Push for freedom of Christianity is really a cover for the restriction of freedom

Contributed from Victoria

In a recent interview, prime minister Scott Morrison flagged his intention to push ahead with new laws that would allow Christians to discriminate against the LGBTIQ community.

This is being presented as the free speech. Critics suggest that it is nothing of the sort, but on the contrary, a measure to silence those who are on the receiving end.

As important as this is, it is not only about the LGBTIQ community. The attack on it, fits in well with a broader attack, to deny the voice to all but the very small spectrum of opinion espoused by those demanding the change.

The call for religious protection is the spearhead for a number of extreme groups, to enter the Christian community. It is the lever that has been used to penetrate the Liberal Party and bully the much larger number of Christians who do not agree with them. Scott Morrison is contributing to this push.

He has also made it clear that he supports the integration of the state and religion, since his 2008 maiden speech in parliament. This is despite section 116 of the Australian Constitution, which clearly makes the separation.

Freedom of religion is not the objective. The push is to ensure the domination of Christianity is, and this means the restriction of other faiths.

The danger of this outlook is that it is based on the view that some should be more equal than others. It goes further. The real motive behind the push, is not primarily religious but political. It is to impose a particular viewpoint, using a myth of Christian civilisation, to promote extreme capitalism, backed up by a form of police state to deal with those who do not agree.

Evidence of this lies in the actions of many of the activists in this movement, who espouse suppression of what they call the control and destruction of the Christian way of life by a leftist elite said top be in control. This is reminiscent of the rise of the fascist movement in the 1920’s. This way of thinking has entered the Liberal Party and government.

Thus, the purpose of the new laws is to undermine existing anti-discrimination law and protect the right to discriminate.

And this is within the context that the Sex Discrimination Act, the Age Discrimination Act and the Fair Work Act all contain exemptions for religious bodies, giving them the right to treat an individual whose lifestyle doesn’t correspond with their beliefs, in a way that would otherwise be classed as discriminatory.

The objection to the existing exceptions is that they apply to all. The push is to ensure they are only there for some.

 

2 Comments on "Push for freedom of Christianity is really a cover for the restriction of freedom"

  1. Christian civilisation is far from civilised, always was. That aside, it matters not what your particular brand of superstition is, you are in a minority. The vast majority of our society is not this or that particular belief system. In fact today those not following any particular set of superstitions are in the majority. This reversion to the old “missionary” thinking of colonial days shows just how unfit for office this PM is.
    These moves being pressed now have frighteningly strong parallels to Europe of the 1920’s & 30’s as Hitler came to power. It is the POLITICAL motivations behind this that is the worry. World capitalism is in ever deepening crisis. beware, maybe by 2030 or so we may have a repeat of 100 years ago.

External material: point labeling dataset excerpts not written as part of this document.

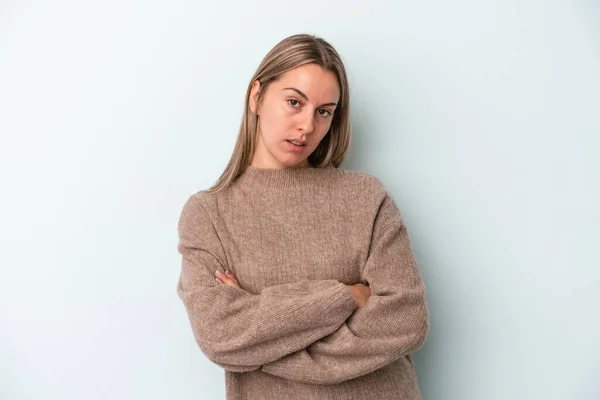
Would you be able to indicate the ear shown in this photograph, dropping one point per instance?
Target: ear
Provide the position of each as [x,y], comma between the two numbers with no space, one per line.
[254,91]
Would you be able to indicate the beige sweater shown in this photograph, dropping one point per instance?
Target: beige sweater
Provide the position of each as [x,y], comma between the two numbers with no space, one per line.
[294,239]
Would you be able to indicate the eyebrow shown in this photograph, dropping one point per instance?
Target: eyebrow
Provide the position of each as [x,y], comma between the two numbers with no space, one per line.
[306,98]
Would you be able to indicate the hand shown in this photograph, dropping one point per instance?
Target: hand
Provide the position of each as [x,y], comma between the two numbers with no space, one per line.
[227,278]
[361,293]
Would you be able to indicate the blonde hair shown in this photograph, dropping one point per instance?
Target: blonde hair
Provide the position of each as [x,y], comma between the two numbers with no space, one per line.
[291,52]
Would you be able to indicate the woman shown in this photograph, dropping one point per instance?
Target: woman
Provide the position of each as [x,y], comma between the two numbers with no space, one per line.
[298,277]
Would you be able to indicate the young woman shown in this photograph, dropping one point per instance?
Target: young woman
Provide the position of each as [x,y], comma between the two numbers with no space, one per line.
[298,277]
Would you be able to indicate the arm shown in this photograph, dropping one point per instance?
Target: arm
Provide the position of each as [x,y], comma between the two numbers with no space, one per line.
[392,324]
[236,329]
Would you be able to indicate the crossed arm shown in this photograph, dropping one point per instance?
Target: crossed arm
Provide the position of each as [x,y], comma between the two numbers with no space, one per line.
[308,331]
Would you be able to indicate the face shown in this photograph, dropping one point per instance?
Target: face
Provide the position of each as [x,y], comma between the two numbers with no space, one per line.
[299,106]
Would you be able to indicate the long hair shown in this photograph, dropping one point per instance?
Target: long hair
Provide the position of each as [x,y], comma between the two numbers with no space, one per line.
[292,52]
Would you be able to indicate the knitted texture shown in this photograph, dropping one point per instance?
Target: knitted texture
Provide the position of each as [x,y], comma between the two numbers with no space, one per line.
[294,238]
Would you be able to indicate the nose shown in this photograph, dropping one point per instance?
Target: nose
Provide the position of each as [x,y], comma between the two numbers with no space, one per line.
[306,123]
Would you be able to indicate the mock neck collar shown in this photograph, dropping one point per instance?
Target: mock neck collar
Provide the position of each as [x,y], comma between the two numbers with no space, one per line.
[282,178]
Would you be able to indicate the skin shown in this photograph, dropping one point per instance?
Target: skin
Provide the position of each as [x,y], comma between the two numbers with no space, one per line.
[286,114]
[306,111]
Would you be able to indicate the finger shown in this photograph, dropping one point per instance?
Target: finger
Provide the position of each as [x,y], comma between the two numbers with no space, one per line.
[226,279]
[232,278]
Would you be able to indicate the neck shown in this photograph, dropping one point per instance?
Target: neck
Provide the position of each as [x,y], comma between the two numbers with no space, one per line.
[282,178]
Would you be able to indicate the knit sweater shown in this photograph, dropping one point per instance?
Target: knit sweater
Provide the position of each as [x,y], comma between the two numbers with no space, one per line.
[294,238]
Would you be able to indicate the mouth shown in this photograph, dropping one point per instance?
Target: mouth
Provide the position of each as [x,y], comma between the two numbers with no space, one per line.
[296,143]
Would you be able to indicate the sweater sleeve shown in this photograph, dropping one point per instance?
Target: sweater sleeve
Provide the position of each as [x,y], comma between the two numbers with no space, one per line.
[239,330]
[393,323]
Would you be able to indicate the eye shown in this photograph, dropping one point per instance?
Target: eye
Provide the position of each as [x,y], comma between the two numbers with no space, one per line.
[324,113]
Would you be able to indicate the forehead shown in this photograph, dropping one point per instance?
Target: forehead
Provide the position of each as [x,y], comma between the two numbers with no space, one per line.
[319,84]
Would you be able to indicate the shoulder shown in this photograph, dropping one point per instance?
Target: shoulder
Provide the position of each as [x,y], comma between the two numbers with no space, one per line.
[362,181]
[199,205]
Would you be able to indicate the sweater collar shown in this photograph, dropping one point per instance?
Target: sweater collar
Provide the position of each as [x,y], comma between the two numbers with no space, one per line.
[282,178]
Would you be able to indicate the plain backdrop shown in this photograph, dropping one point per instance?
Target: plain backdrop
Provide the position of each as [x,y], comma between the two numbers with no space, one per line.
[481,117]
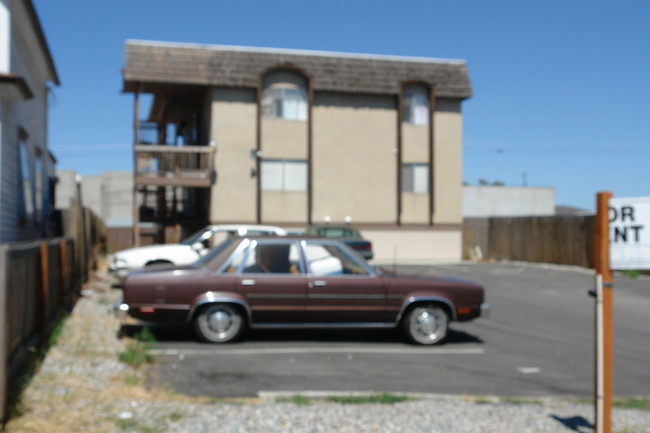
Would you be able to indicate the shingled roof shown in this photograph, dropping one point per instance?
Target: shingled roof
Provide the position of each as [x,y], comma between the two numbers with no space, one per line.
[173,63]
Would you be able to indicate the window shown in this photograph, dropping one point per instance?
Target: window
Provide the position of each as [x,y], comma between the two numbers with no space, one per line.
[284,175]
[415,177]
[274,258]
[416,105]
[38,189]
[324,260]
[27,183]
[285,103]
[284,96]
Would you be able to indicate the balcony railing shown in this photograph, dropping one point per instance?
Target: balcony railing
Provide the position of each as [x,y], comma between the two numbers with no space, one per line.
[186,166]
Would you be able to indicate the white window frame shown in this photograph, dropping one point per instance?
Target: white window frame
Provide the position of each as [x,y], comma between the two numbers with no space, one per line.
[415,177]
[415,105]
[289,103]
[27,187]
[283,175]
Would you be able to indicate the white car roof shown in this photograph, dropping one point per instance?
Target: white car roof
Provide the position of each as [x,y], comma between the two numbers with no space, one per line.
[247,227]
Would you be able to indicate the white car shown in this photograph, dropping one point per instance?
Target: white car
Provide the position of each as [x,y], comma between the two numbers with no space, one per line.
[187,251]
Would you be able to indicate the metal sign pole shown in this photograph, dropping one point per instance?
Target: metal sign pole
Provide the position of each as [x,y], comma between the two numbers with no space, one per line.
[604,317]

  2. I postred this elsewhere online, but it is worth saying again in this context.

    Angry Christian fundamentalism is all about ‘the emotions’. It’s has a lot in common with fascism. Both fascism and fundamentalism are authoritarian. And of course, Populism is a big force with both fundies and fascists.

    In populism, popular emotional thinking, any statement that tickles peoples biases (including the ideas presented by ministers) always wins over logic & fact, no matter what the evidence shows. “Confirmation bias” tends to rule the entire field of theology, so all Morrison is ever going to notice, are ideas that agree with what he already believes. He has been trained to indulge his confirmation bias (as if it were a positive quality) by the leaders in his form of Christianity.

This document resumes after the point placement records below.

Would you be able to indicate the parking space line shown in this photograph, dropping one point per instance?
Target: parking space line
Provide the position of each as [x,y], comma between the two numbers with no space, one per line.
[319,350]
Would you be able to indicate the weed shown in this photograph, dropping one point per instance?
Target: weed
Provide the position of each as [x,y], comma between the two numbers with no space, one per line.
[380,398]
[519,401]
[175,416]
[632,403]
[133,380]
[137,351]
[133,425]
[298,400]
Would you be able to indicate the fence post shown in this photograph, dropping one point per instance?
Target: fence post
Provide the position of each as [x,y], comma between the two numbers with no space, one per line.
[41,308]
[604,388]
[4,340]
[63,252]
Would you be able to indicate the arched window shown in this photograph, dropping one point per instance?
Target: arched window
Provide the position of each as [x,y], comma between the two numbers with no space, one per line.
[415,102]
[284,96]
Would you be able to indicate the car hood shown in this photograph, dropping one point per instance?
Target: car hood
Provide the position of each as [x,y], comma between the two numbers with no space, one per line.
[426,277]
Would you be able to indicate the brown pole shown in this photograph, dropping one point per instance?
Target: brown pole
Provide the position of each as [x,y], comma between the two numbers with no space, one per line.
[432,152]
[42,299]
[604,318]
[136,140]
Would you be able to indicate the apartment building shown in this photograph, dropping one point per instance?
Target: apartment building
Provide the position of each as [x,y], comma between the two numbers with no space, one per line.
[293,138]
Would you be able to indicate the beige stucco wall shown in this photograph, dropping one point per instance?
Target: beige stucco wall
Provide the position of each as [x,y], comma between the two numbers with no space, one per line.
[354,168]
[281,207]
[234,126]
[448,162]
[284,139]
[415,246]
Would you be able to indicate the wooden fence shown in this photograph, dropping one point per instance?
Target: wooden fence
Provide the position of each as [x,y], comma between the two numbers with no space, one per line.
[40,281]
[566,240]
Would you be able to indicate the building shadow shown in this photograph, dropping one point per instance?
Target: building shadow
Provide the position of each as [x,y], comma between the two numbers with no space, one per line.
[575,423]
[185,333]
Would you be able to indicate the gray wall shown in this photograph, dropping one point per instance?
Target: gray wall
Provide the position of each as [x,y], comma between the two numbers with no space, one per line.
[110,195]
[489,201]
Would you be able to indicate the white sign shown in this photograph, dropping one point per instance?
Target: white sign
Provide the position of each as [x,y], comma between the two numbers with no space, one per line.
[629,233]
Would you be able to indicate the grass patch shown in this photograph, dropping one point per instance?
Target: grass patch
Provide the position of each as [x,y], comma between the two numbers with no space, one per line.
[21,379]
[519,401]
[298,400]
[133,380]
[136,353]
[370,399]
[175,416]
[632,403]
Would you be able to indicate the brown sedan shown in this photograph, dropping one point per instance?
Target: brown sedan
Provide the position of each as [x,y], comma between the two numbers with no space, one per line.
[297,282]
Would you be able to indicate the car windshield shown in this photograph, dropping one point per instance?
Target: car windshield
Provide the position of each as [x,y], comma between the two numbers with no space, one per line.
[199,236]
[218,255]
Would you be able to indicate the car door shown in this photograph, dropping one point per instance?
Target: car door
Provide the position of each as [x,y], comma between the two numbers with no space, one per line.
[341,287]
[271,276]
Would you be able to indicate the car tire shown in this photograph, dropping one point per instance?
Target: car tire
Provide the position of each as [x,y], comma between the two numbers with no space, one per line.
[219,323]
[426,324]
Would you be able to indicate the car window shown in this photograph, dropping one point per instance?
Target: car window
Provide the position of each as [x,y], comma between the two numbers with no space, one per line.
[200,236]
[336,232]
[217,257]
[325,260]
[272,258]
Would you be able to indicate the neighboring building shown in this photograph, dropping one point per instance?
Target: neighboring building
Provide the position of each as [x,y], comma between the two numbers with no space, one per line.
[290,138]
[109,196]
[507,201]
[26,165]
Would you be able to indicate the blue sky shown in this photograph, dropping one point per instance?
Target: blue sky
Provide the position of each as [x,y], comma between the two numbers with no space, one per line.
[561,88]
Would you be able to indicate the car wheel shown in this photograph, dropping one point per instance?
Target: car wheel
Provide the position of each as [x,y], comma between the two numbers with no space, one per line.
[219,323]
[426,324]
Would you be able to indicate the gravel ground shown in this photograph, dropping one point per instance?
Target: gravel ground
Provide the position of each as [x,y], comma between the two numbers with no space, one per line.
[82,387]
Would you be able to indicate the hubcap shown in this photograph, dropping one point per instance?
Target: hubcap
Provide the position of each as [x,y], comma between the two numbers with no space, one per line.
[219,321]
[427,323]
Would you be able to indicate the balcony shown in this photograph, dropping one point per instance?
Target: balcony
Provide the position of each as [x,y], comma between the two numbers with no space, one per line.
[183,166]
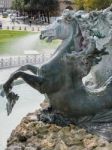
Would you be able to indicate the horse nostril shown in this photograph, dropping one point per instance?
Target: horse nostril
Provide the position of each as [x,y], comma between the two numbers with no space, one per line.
[44,69]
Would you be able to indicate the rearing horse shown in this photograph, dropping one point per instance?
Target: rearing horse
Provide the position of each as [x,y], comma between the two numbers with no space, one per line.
[60,79]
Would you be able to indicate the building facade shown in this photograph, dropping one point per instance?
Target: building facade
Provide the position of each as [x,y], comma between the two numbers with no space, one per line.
[5,4]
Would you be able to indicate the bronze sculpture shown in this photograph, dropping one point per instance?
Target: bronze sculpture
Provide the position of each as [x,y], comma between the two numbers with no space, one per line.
[60,79]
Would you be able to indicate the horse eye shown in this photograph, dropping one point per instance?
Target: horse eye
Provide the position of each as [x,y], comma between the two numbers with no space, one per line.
[59,21]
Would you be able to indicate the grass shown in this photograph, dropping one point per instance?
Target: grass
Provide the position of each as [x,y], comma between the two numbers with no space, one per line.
[8,38]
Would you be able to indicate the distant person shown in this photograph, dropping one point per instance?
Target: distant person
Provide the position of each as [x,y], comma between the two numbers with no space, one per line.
[30,22]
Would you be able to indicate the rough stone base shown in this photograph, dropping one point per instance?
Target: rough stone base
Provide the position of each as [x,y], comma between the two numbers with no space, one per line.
[33,134]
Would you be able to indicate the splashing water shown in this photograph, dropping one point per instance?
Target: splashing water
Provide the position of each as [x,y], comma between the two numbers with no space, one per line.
[30,42]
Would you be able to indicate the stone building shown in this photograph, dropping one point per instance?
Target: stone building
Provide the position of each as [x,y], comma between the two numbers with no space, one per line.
[65,4]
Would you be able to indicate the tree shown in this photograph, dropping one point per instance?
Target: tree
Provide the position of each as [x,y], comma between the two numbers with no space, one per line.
[92,4]
[44,6]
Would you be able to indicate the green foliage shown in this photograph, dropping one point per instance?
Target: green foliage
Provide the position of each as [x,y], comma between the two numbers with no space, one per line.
[92,4]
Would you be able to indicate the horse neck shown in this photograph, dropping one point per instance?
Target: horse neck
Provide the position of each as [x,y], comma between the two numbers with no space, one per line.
[61,50]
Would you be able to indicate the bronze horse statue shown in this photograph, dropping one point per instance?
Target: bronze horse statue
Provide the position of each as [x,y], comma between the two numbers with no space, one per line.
[60,79]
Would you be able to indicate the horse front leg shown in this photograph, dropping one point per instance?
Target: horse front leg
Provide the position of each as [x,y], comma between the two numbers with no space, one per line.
[32,80]
[29,67]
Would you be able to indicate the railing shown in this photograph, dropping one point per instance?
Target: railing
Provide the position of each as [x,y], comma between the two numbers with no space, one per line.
[16,61]
[23,28]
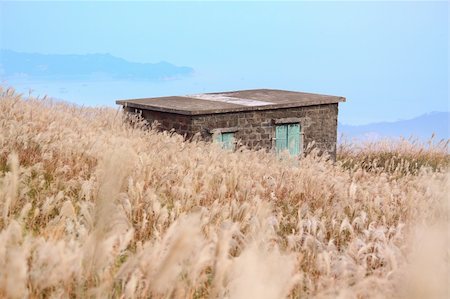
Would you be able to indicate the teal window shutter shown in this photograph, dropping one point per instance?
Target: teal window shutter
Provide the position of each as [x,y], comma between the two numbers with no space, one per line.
[281,138]
[226,140]
[294,139]
[288,137]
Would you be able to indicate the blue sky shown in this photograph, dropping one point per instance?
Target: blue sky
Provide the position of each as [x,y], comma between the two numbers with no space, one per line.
[390,59]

    Both fundamentalism and fascism require their followers to treat “flowing with the emotions of the movement” as if those feelings automatically mean they are “right”. The abandonment of reason and fact, in favor of raw emotion is at the center of both groups. The emotional experience is what matters, and fundies are all about emotional manipulation.

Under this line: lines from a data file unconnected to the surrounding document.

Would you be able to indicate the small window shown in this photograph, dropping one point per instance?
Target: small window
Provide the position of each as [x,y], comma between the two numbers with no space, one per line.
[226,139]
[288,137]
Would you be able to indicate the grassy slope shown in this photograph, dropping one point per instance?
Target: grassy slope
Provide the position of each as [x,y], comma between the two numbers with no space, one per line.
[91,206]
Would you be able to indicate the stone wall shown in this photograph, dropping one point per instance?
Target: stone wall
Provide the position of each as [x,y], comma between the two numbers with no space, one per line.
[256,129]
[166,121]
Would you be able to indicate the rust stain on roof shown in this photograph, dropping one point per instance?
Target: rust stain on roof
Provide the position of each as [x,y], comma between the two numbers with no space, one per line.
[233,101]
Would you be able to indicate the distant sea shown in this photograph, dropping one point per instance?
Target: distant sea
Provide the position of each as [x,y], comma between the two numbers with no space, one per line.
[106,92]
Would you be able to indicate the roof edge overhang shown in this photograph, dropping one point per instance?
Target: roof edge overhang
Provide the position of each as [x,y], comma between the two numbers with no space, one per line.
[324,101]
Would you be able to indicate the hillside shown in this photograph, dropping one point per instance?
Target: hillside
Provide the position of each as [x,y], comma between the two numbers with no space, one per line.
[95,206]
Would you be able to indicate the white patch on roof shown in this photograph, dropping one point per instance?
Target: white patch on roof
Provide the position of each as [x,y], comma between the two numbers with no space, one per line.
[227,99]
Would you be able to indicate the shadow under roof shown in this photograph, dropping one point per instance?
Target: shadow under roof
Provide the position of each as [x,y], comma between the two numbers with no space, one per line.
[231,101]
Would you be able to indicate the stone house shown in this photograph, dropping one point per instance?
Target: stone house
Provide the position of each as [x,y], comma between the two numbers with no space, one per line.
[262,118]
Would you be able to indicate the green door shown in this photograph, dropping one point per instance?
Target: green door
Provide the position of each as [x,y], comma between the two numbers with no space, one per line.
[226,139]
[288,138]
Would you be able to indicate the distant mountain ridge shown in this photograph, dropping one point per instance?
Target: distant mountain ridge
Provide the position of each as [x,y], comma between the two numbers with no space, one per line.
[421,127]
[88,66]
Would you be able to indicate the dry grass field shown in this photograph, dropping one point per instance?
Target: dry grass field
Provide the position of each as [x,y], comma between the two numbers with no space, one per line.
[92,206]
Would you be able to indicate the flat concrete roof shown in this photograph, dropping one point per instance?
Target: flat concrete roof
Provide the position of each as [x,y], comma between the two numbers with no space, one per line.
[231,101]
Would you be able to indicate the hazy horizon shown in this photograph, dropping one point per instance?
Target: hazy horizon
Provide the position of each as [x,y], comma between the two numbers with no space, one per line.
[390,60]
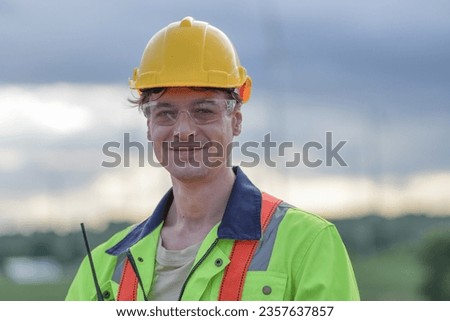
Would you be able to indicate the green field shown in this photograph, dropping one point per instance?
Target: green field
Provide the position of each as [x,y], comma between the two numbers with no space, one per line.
[395,274]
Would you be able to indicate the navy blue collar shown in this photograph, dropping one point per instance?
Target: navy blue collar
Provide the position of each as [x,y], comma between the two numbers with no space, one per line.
[241,220]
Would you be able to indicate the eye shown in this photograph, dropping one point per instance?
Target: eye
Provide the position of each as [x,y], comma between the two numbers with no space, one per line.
[206,107]
[165,113]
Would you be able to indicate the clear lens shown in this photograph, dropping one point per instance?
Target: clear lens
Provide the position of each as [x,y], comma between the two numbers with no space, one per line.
[201,112]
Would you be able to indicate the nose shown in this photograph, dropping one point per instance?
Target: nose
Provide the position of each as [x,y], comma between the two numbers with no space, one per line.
[184,126]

    They use emotional manipulation to recruit people, by driving them to have nervous breakdown in their services.

    They use emotional manipulation to unite the group so that they fear (and avoid) everything outside of the group.

    They use emotional manipulation to create artificial emotional bonds between the members (it’s called “love bombing”) so that the people will get a “feel good” wave of emotion associated with that ‘unity’. Social functions are created (in parallel to those outside of the church) to help encourage those contrived emotional bonds.

    To make this worse, fundamentalists also take advantage of the “fight or flight” response. Both fear and anger are tied to the fight or flight response, and that response exists to get our attention. But fear nor anger are NOT automatically rational. After we feel that adrenaline rush, we we are supposed to THINK and find out what is wrong… just like when you burn your hand on a hot stove. First you jerk away, and then you figure out what hurt you, and how you got into that situation in the first place. But fundies (and fascists) stay centered on the “fight or flight” wave of emotion, and then embrace fake populist reasons for their feelings.

    Fundamentalist ministers use emotional manipulation to create a sate of fear and anger in the congregation. They then point people toward fake metaphysical reasons for those “fear & anger” emotions (satan, sin, conspiracy theories, etc) and use that fear to get emotional power over them. This get people to join up, to contribute, to come to more meetings, to be a part of the emotional sway of the crowd.

    They groom people for their self loathing and use that against them too. Anger is a primary tool of the trade in fundamentalism, and self loathing is just anger and fear turned inward.

    And once the audience is full of self loathing, and fear and hate for various fictional groups & ‘soft target’ groups, the church then uses that fear and anger as a uniting force for the church.

    This thing is, if you know how to work a crowd, once people are brought into a state of fear and anger, that can easily be transplanted to other topics (and people). Angry and frightened people are very easy to manipulate. Their brains are already biochemically primed to look for reason to be afraid and angry. They are easy to deceive.